The Hunchback of Notre Dame

Benjamin Polya, adapted from Victor Hugo’s novel
Iris Theatre
St Pauls, Covent Garden

Izzy Jones as Esmeralda and Robert Rhodes as Quasimodo Credit: Kevin Wilson
Robert Rhodes as Quasimodo Credit: Kevin Wilson
Katie Tranter as Fleur and Max Alexander-Taylor as Phoebus Credit: Kevin Wilson
Darrie Gardner as Sister Gudule and Ed Bruggemeyer as Frollo Credit: Kevin Wilson
Ed Bruggemeyer as Frollo and Robert Rhodes as Quasimodo Credit: Kevin Wilson
Max Alexander-Taylor as Phoebus Credit: Kevin Wilson
Izzy Jones as Esmeralda Credit: Kevin Wilson

Benjamin Polya’s adaptation of The Hunchback of Notre Dame for this promenade production in the gardens and church of St Paul’s is a very free one that frames it as a performance by 19th-century Paris company The Theatre of the Left Bank. This troupe is led by Emanuelle (Darrie Gardner) who declares herself the best actor in France and introduces her five fellows.
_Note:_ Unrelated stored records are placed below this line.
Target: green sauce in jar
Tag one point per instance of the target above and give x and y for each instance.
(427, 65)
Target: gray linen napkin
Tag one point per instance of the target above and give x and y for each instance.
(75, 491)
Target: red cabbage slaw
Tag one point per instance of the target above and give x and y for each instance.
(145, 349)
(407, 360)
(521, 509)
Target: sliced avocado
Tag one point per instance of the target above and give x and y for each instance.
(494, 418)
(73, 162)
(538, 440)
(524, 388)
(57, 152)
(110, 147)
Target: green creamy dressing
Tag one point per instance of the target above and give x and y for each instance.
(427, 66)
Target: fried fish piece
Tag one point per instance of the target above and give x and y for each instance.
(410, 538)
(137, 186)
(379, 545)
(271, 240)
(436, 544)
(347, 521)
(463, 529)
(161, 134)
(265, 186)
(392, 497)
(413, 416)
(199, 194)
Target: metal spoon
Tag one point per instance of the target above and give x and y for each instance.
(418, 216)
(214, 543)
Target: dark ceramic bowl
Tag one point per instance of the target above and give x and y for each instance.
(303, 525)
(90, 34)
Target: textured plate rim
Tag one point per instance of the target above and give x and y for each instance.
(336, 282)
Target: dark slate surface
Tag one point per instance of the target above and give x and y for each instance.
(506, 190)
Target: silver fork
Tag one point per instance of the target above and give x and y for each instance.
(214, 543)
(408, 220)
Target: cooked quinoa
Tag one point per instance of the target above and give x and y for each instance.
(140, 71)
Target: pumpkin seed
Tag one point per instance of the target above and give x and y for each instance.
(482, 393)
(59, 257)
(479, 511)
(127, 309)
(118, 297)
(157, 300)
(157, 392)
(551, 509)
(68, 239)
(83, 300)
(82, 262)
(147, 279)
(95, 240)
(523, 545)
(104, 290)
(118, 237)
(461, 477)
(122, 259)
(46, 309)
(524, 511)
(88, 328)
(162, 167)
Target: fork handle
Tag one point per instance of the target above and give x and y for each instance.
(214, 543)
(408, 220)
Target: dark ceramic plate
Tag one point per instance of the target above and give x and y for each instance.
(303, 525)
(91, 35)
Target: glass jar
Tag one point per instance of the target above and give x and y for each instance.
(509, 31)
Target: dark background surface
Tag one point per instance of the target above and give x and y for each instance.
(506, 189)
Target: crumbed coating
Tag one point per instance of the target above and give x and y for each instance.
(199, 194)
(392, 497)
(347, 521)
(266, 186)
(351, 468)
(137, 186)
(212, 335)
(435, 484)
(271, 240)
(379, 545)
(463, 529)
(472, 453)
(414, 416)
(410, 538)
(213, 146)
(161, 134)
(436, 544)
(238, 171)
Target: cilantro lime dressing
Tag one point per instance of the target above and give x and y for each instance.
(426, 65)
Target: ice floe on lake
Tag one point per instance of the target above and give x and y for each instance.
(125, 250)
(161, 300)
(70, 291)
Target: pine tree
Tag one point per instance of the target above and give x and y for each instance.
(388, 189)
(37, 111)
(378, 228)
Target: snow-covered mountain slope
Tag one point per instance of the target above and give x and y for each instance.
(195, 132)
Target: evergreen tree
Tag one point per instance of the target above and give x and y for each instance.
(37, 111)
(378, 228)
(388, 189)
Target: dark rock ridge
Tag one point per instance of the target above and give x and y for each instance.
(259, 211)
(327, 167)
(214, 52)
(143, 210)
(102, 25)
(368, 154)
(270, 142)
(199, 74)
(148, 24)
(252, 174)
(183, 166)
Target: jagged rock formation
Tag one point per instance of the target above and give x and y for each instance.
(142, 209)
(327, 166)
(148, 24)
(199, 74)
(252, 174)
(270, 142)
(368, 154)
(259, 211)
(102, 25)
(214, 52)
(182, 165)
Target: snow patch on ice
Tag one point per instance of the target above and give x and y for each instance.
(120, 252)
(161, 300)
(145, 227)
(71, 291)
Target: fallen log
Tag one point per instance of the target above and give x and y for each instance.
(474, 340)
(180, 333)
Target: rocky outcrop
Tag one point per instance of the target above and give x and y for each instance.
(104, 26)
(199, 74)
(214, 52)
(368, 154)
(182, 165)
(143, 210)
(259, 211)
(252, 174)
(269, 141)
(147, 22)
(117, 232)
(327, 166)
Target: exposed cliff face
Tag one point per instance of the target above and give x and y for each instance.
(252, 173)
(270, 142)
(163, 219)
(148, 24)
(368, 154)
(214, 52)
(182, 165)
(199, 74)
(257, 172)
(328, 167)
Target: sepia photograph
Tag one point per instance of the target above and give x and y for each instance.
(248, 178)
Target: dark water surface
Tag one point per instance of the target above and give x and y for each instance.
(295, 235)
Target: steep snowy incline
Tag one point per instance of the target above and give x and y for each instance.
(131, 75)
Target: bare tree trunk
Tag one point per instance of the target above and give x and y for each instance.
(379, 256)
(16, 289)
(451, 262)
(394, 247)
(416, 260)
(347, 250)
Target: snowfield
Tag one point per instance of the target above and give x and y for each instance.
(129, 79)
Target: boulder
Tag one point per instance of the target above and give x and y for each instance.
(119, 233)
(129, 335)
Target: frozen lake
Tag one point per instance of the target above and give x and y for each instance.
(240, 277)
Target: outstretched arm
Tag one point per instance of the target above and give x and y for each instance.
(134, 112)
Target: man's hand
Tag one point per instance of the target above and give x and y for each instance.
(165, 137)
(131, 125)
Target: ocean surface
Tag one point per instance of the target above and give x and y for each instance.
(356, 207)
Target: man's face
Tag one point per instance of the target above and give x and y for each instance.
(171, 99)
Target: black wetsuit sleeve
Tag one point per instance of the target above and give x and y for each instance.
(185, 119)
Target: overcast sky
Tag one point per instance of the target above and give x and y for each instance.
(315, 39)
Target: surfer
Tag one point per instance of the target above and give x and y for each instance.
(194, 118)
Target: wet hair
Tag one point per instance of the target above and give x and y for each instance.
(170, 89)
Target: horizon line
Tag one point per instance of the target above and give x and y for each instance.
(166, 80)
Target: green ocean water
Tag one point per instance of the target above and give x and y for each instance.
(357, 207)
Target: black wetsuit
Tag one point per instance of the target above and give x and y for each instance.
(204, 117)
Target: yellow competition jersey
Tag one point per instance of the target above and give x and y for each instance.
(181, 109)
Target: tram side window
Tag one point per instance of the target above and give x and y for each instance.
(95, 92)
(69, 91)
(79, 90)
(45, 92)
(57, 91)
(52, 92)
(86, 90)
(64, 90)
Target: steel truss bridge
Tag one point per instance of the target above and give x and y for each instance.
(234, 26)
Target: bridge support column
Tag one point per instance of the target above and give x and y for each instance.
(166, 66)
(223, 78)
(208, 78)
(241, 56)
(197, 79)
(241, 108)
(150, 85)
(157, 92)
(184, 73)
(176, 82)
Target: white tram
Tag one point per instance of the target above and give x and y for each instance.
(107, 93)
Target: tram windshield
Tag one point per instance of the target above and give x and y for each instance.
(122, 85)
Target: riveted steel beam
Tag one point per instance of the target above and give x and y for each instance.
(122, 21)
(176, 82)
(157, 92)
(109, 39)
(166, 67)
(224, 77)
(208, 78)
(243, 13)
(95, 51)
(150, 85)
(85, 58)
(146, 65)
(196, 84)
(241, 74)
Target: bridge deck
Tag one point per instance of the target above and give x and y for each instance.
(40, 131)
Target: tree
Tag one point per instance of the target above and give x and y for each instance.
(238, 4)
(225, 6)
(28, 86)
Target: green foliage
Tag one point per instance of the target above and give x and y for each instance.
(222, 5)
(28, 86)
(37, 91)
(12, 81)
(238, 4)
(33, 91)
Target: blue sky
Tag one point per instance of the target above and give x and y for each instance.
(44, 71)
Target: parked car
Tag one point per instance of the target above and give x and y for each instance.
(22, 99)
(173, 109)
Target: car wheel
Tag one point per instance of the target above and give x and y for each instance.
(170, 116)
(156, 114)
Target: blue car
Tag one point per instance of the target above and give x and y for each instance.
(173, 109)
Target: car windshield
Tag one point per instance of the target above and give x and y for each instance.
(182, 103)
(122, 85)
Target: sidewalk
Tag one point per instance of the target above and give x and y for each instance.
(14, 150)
She will provide the narration that fills in those parts of the story that are not dramatised as the action moves through the streets of Paris to the square outside Notre Dame to the Place where paupers hang out, a courtroom and the other spaces designer Isabella Van Braeckel has created around the churchyard garden.
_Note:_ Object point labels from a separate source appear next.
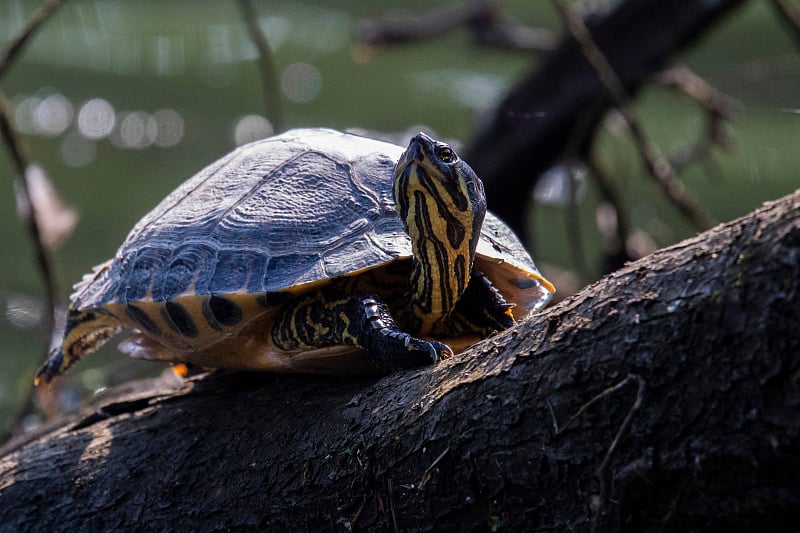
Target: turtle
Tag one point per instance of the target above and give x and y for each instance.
(313, 251)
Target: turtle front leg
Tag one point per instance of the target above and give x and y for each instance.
(482, 309)
(327, 318)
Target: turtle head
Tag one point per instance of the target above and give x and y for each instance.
(442, 205)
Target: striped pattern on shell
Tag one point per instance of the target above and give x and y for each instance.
(276, 214)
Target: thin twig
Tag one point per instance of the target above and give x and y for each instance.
(656, 164)
(790, 15)
(8, 54)
(576, 247)
(14, 45)
(602, 473)
(617, 254)
(587, 405)
(719, 109)
(269, 75)
(426, 476)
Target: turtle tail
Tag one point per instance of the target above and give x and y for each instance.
(85, 332)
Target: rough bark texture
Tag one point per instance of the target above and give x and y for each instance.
(560, 103)
(664, 397)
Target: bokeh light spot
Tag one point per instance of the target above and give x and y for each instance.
(251, 128)
(96, 119)
(169, 128)
(53, 115)
(301, 82)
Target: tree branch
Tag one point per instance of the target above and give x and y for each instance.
(706, 328)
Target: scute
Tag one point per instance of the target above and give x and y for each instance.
(273, 216)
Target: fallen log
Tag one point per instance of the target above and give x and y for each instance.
(665, 397)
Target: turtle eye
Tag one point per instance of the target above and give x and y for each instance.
(445, 153)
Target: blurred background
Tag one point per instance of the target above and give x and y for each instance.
(119, 102)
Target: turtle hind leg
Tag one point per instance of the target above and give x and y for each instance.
(84, 333)
(327, 317)
(482, 309)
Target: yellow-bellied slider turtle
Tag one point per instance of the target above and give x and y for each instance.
(311, 251)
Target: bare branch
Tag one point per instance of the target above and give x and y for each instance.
(14, 45)
(656, 164)
(485, 19)
(269, 76)
(790, 15)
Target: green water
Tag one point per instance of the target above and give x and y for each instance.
(196, 59)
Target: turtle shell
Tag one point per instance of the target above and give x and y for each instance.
(201, 276)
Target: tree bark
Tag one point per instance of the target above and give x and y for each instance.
(664, 397)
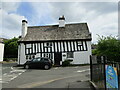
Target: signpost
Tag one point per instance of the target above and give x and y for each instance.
(111, 78)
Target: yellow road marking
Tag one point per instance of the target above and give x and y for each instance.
(34, 84)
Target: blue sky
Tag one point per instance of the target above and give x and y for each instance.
(102, 17)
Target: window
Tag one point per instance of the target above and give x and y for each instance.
(79, 43)
(70, 55)
(36, 60)
(49, 44)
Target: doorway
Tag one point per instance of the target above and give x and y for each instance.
(57, 58)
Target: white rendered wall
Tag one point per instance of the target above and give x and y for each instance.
(21, 54)
(83, 57)
(1, 51)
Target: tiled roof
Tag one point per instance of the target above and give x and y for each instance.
(54, 32)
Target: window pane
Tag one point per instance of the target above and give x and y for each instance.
(70, 55)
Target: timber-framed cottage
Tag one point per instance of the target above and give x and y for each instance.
(57, 42)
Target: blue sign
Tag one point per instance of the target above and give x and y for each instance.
(111, 77)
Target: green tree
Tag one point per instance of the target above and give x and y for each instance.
(11, 48)
(110, 47)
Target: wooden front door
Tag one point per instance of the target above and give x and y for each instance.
(57, 58)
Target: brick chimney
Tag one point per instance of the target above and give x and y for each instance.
(62, 21)
(24, 28)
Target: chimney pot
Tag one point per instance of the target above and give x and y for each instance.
(62, 21)
(24, 28)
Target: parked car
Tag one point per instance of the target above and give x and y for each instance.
(39, 62)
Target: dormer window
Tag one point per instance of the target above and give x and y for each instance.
(49, 44)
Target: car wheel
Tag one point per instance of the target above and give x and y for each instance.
(46, 67)
(27, 66)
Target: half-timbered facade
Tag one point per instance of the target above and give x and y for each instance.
(57, 42)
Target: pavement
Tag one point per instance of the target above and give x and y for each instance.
(68, 78)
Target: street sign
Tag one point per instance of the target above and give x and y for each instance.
(111, 78)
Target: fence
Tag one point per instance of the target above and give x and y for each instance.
(98, 74)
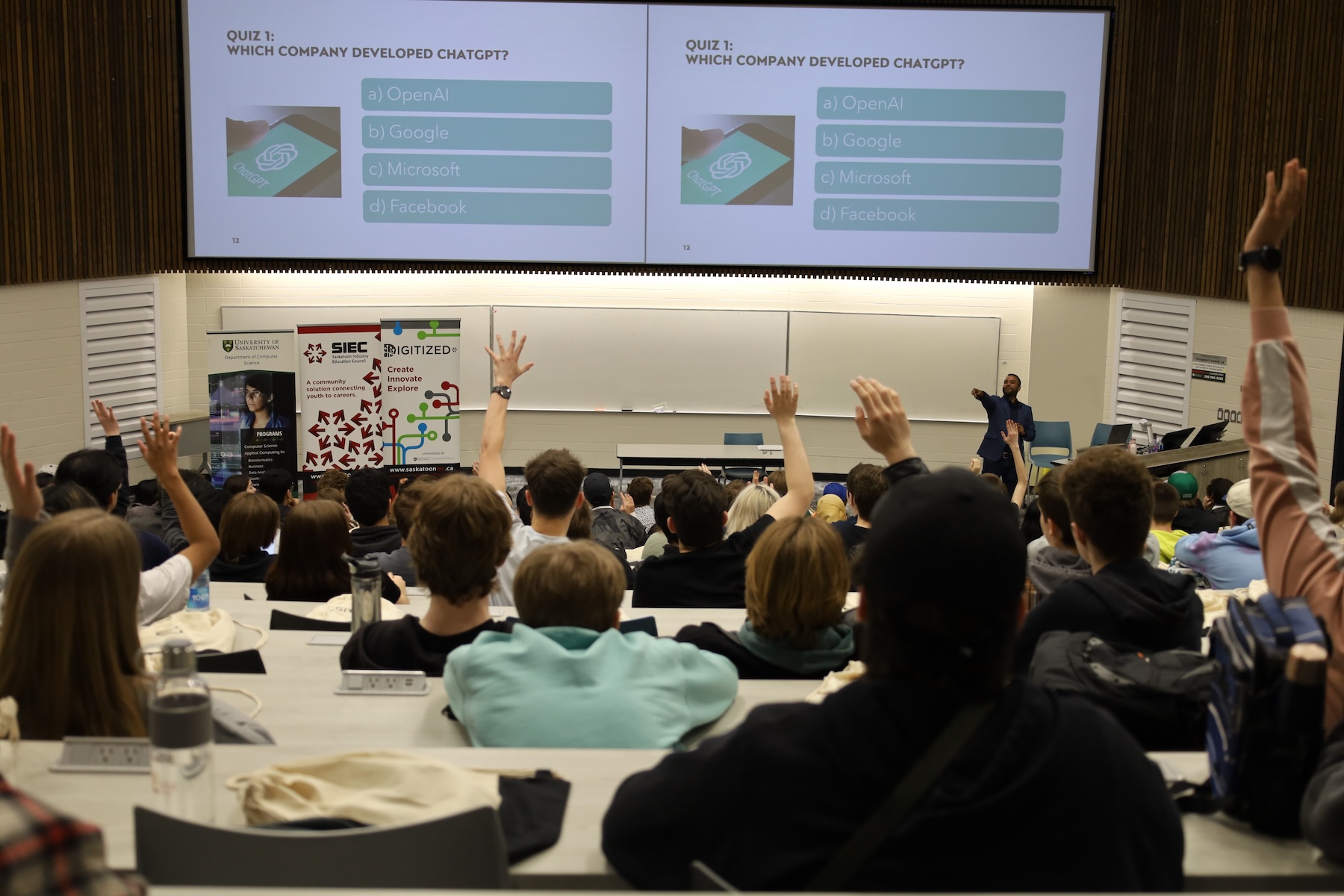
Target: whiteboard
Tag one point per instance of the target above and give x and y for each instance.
(612, 359)
(933, 361)
(476, 331)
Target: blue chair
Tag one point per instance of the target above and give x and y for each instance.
(1054, 441)
(742, 438)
Director Bertie Watkins uses a relaxed, rough theatre style which happily accommodates multiple-role casting and helped compete against the background noise that came from the piazza at the matinée I saw (much noisier than when I’ve visited this venue in the evening).

That also makes it easy to involve the audience (and especially the youngest ones) in the action. They compete in pulling ugly faces in hope of being chosen as the Pope of Fools, have fun pelting hunchback Quasimodo with things when he is in the stocks and a barrage of missiles in conflict with the king. Audience become jurors at the trial of gypsy girl Esmerelda and someone is even recruited to be an intelligent goat.

Opportunities for music and humour are created and the dark side of the story isn’t harped on: despite murder and hangings, the emphasis is on having fun. It concentrates on the bare bones of this tale of once-abandoned children Quasimodo and Esmerelda, one ugly the other with a beauty that attracts the lustful attentions of priest Frollo and soldier Phoebus, and of Sister Gudule still looking for the daughter who was stolen and still guilty about the child she abandoned.

You have to concentrate to follow the story. It is easy to lose the thread in the hiatus moving between locations and much of the dialogue is pretty clunky, not just the verse assigned to self-styled poet Pierre (Katie Tranter) who gives up and becomes a juggler.

Showing the savagery of medieval intolerance of gypsies and attitudes to differently-abled Quasimodo becomes a condemnation of them and Esmerelda’s riposte to Frollo’s charge that she has bewitched him, that the evil lies in him, has a contemporary ring too. But, though it gets the audience on the side of Esmerelda and Quasimodo, this isn’t a production that will stir high emotion or create catharsis. There is little place for subtlety; what you need is volume (bar perhaps when the action moves inside the church with its difficult acoustics). The company work hard with every actor doubling and playing an instrument and pushing the pace (not least in their quick changes). When I saw it, they had to counter rain as well as the piazza’s distractions.

Although the cast don’t manage to make all the text seem natural, there is some strong playing, especially from Ed Bruggemeyer’s Frollo, Izzy Jones is a captivating Esmerelda, not just in the character’s singing and dancing but in the simple honesty her performance, and Robert Rhodes gives Quasimodo a touching innocence and a smile that makes the children like him: it is a pity that when he comes into his own in the final scenes he had to fight that acoustic.

Purists should be warned that this version isn’t entirely faithful to Hugo’s novel and at two hours plus interval it may seem a little long for younger children, but it sets out to be a family entertainment and, by the way, if the youngsters braved the weather it has succeeded.